One of the Collection classes. It lets you access the elements in your collection by key, or sequentially by key. It has considerably more overhead than ArrayList or HashMap. Use HashSet when you don’t need sequential access, just lookup by key. Use an ArrayList and use Arrays. sort if you just want the elements in order. TreeSet keeps the elements in order at all times. With ArrayList you just sort when you need to.
With TreeSets the key must be embedded in the object you store in the collection. Often you might have TreeSet of Strings. All you can do then is tell if a given String is in the Set. It won’t find you an associated object he way a Treemap will. With a TreeMap the keys and the objects they are associated with are separate.
TreeSet and its brother TreeMap oddly have nothing to do with representing trees. Internally they use a tree organisation to give you an alphabetically sorted Set/Map, but you have no control over links between parents and children.
Internally TreeSet uses red-black trees. There is no need to presort the data to get a well-balanced tree. On the other hand, if the data are sorted (ascending or descending), it won’t hurt as it does with some other types of tree.
If you don’t supply a Comparator to define the ordering you want, TreeSet requires a Comparable implementation on the item class to define the natural order.
Cons: One pitfall with TreeSet is that it implements the Set interface in an unexpected way.
If a TreeSet contains object a, then object b is considered part of the set if a.compareTo(b) returns 0, even if a.equals(b) is false, so if compareTo and equals isn't implemented in a consistent way, you are in for a bad ride.
This is especially a problem when a method returns a Set, and you don't know if the implementation is a TreeSet or, for instance, a HashSet.
The lesson to learn here is, always avoid implementing compareTo and equals inconsistently. If you need to order objects in a way that is inconsistent with equals, use a Comparator.
TreeSet:
Pros: sorted, based on a red/black tree algorithm, provides O(log(N)) complexity for operations.
Cons: value must either be Comparable or you need to provide Comparator in the constructor. Moreover, the HashSet implementation provides better performance as it provides ~O(1) complexity.

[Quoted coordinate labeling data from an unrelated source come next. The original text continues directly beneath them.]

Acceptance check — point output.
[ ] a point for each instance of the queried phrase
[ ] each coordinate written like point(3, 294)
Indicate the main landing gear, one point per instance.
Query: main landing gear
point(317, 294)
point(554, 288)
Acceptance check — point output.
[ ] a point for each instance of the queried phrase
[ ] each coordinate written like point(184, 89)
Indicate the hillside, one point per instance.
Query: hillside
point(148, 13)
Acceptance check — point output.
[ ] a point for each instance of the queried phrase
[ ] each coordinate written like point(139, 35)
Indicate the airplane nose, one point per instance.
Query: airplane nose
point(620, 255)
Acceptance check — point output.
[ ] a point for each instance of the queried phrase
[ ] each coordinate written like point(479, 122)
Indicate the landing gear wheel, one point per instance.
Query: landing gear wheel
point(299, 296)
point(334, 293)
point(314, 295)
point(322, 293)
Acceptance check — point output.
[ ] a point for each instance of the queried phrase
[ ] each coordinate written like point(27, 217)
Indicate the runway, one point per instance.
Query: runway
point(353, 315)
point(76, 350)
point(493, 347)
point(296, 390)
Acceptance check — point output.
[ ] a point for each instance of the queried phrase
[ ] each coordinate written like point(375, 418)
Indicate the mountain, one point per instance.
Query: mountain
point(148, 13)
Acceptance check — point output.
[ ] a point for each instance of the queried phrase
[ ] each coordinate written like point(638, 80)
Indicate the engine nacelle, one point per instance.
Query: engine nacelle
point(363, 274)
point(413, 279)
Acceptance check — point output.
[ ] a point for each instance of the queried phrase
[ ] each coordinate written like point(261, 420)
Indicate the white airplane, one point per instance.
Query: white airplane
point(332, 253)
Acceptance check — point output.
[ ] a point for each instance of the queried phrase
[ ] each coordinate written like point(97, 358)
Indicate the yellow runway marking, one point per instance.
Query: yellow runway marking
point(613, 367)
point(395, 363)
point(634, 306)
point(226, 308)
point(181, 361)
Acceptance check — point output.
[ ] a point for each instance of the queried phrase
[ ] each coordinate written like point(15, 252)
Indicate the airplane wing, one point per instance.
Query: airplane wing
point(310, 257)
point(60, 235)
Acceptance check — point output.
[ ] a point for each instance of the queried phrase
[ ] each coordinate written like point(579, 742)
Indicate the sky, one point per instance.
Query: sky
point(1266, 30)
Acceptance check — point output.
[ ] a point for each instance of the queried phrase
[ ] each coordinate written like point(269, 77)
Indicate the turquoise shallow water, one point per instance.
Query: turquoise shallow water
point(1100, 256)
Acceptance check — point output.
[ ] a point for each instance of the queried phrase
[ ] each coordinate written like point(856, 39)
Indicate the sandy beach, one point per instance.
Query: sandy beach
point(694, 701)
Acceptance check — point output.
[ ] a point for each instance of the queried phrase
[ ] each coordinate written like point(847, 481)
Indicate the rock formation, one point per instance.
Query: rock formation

TreeSet fragments memory and has additional memory overheads. You can look at the sources and calculate amount of additional memory and amount of additional objects it creates. Of course it depends on the nature of stored objects and you also can suspect me to be paranoiac about memory :) but it's better to not spend it here and there - you have GC, you have cache misses and all of these things are slooow.
Often you can use PriorityQueue instead of TreeSet. And in your typical use case it's better just to sort the array of strings.
I guess this datastructure would be using binary tree to maintain data so that ascending order retrieval is possible. In that case, if it tries to keep the tree in balance then the remove operation would be bit costly.